Step by step solution

01

Identify the variables

In this study, there are two important variables to analyze: the carbon pollution level and the amount of sea ice. Once the variables are identified, we can proceed to determine if there is a correlation between them.
02

Gather data and organize the values

List down the data points for each variable (carbon pollution level and the amount of sea ice) for the given period of years. Organize the data so that each data point for carbon pollution level corresponds to the amount of sea ice in the same year.
03

Calculate the correlation coefficient

A correlation coefficient (denoted as r) can be calculated to measure the strength and direction of the relationship between two variables. The correlation coefficient ranges from -1 to 1, where -1 indicates a strong negative relationship, 0 indicates no relationship, and 1 indicates a strong positive relationship.
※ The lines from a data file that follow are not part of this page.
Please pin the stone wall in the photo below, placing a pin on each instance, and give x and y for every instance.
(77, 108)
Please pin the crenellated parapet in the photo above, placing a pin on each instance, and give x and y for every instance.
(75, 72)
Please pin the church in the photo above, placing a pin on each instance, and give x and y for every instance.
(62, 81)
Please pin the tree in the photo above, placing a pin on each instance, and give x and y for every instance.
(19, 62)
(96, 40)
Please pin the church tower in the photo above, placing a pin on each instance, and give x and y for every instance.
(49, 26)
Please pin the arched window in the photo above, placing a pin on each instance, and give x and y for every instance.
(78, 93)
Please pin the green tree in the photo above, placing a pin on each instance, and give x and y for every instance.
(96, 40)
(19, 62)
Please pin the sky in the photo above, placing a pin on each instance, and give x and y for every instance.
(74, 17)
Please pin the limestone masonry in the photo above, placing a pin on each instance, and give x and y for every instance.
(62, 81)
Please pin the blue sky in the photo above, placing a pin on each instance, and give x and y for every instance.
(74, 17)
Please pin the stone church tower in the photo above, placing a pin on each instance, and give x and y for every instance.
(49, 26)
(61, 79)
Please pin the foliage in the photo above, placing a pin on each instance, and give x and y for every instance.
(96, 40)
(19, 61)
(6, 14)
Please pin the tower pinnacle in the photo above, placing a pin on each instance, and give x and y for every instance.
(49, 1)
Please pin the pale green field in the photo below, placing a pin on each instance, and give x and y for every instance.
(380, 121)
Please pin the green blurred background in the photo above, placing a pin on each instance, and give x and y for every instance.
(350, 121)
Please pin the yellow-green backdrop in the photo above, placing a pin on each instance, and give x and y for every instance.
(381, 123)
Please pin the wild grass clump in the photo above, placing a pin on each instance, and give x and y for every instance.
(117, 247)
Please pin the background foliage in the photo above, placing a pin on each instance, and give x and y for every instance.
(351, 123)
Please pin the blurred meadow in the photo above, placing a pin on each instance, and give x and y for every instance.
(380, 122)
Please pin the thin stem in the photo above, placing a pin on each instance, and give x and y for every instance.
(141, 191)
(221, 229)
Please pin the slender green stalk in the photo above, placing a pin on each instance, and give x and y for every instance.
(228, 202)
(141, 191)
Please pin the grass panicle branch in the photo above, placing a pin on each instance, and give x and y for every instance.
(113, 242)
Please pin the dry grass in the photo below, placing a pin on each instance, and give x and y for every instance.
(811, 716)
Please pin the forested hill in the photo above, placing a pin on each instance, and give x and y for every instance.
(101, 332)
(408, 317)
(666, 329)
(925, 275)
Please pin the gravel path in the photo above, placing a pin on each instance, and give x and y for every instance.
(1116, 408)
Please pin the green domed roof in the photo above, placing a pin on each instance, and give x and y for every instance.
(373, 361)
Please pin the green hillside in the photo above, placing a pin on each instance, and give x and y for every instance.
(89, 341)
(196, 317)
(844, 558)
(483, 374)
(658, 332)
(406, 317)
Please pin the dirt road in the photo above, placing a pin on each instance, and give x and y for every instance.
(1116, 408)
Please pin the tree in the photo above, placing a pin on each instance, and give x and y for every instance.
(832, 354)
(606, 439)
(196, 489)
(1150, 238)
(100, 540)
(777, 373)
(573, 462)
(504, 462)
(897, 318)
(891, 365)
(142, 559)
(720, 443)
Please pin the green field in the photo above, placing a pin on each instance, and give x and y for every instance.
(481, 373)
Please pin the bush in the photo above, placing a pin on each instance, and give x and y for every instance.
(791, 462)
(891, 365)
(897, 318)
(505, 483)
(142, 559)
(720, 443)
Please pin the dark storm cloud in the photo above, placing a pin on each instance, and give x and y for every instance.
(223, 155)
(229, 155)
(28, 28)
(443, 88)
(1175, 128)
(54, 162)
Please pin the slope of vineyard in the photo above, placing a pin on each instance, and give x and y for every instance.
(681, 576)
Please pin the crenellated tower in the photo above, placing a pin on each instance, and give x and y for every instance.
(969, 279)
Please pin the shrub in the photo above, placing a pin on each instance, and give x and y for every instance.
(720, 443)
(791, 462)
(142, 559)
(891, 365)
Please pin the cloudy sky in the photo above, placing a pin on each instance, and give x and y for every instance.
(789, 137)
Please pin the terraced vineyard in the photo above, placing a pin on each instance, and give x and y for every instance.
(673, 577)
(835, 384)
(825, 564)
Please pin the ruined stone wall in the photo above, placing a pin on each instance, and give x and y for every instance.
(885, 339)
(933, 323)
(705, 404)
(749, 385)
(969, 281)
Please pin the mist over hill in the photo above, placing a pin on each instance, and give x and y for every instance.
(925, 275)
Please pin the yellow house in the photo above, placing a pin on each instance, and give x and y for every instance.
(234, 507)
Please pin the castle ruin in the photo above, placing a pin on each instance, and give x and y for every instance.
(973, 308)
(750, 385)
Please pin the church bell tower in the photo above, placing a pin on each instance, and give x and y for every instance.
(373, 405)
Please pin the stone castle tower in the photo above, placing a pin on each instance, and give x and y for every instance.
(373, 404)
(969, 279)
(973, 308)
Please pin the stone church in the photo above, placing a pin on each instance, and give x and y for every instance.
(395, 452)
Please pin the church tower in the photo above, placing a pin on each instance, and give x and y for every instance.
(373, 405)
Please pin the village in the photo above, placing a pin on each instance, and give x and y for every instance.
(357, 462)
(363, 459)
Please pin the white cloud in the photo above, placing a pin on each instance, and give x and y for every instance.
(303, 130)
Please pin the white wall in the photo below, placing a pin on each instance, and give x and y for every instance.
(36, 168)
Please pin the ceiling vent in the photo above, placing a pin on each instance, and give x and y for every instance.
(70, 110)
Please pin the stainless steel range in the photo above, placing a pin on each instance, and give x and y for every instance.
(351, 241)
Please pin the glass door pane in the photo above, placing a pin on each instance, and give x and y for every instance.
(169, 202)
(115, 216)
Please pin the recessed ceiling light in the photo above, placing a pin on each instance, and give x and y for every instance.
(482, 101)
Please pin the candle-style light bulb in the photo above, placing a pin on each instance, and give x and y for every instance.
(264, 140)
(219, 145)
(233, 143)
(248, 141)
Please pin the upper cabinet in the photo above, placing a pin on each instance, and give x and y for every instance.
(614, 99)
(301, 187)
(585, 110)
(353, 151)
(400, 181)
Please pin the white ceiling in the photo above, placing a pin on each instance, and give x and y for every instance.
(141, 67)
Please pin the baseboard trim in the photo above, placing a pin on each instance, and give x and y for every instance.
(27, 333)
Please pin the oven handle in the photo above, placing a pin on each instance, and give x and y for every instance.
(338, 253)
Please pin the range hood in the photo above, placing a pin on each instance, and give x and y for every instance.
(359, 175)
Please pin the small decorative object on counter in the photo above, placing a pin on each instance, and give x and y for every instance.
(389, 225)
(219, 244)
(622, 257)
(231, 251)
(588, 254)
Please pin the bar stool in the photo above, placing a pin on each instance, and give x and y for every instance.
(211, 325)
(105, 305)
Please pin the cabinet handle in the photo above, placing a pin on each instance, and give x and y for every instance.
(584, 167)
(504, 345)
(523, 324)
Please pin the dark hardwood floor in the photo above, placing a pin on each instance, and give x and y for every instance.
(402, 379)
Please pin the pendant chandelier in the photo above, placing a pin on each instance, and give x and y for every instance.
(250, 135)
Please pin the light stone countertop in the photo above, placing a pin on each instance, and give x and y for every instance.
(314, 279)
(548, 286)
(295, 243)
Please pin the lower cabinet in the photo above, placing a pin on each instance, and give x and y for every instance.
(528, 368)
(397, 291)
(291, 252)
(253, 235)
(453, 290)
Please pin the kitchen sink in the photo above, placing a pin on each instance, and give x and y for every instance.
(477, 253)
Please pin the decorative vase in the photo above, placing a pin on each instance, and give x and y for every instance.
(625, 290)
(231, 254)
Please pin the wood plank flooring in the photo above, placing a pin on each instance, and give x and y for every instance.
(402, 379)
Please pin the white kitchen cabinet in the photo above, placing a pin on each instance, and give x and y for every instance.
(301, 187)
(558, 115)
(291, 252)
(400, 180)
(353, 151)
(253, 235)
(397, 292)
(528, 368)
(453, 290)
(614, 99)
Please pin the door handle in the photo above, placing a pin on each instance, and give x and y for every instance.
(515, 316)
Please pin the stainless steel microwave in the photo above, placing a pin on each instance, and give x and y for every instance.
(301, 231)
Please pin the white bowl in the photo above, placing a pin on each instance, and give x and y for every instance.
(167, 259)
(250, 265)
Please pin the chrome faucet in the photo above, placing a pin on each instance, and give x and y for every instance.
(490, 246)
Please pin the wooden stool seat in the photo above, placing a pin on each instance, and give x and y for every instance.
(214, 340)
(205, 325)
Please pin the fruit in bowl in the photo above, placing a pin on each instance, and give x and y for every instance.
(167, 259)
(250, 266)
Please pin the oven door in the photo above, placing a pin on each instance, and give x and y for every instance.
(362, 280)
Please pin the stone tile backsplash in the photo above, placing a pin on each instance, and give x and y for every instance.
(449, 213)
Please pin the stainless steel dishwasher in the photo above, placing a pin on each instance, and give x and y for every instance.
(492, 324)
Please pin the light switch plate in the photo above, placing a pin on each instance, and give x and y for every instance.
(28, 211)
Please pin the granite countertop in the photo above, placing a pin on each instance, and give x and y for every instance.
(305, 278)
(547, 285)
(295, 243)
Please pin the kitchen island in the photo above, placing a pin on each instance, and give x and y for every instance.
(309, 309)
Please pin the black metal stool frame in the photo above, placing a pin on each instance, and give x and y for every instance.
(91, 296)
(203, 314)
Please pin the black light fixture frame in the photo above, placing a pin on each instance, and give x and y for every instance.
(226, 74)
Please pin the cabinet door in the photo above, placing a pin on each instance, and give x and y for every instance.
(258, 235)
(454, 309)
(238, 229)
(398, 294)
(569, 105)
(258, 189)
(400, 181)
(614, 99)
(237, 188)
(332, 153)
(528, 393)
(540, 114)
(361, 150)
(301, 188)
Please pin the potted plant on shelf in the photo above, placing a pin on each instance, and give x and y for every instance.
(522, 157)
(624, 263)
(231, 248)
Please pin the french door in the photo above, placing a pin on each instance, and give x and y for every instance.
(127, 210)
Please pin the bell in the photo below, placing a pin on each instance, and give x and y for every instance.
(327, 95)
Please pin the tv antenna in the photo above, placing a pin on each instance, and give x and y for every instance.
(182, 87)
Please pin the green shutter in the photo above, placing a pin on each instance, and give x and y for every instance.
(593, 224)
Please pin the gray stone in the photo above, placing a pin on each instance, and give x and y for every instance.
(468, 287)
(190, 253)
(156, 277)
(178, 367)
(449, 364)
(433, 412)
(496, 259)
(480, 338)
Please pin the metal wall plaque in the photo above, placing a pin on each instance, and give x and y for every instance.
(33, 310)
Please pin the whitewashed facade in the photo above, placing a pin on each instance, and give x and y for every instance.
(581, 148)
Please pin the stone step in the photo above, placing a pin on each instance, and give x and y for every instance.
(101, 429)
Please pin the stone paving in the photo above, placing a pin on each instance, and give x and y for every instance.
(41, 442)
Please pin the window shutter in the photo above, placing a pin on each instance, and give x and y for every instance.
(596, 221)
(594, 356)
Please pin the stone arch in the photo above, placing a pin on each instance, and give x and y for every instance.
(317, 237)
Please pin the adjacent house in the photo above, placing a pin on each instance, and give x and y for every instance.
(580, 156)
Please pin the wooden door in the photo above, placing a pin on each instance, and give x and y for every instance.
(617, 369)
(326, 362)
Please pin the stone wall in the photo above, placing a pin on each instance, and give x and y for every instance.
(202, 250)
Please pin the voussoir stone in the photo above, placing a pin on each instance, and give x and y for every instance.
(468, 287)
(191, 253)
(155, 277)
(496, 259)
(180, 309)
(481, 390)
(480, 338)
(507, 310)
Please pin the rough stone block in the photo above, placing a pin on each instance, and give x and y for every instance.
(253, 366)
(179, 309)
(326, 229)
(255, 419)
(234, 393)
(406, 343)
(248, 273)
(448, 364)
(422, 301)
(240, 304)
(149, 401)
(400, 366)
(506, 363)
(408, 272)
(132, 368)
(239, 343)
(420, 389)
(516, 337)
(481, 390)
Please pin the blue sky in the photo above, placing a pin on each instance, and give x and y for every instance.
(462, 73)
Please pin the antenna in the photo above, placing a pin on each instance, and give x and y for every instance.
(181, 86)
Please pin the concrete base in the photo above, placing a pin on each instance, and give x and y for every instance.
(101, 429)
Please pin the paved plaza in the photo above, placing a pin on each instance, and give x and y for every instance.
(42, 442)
Use the formula to calculate the correlation coefficient: \[ r = \frac{n(\sum xy) - (\sum x)(\sum y)}{\sqrt{[n\sum x^2 - (\sum x)^2][n\sum y^2 - (\sum y)^2]}} \] Where: - \(x\) is the carbon pollution levels - \(y\) is the amount of sea ice - \(n\) is the number of data points - The sums represent the sum of the values for each variable Calculate the required sums and substitute the values into the formula to find the correlation coefficient.
04

Interpret the correlation coefficient

Once you have calculated the correlation coefficient, interpret the result: - If the correlation coefficient is close to 1, it means there is a strong positive relationship between carbon pollution level and the amount of sea ice. - If the correlation coefficient is close to 0, it means there is little or no relationship between carbon pollution level and the amount of sea ice. - If the correlation coefficient is close to -1, it means there is a strong negative relationship between carbon pollution level and the amount of sea ice.
05

Draw conclusions

Based on the calculated correlation coefficient and its interpretation, determine if the study implies a significant relationship between the carbon pollution level and the amount of sea ice. If there is a strong positive or negative relationship, this information can be used to create better policies and strategies for environmental protection and reduction of carbon emissions.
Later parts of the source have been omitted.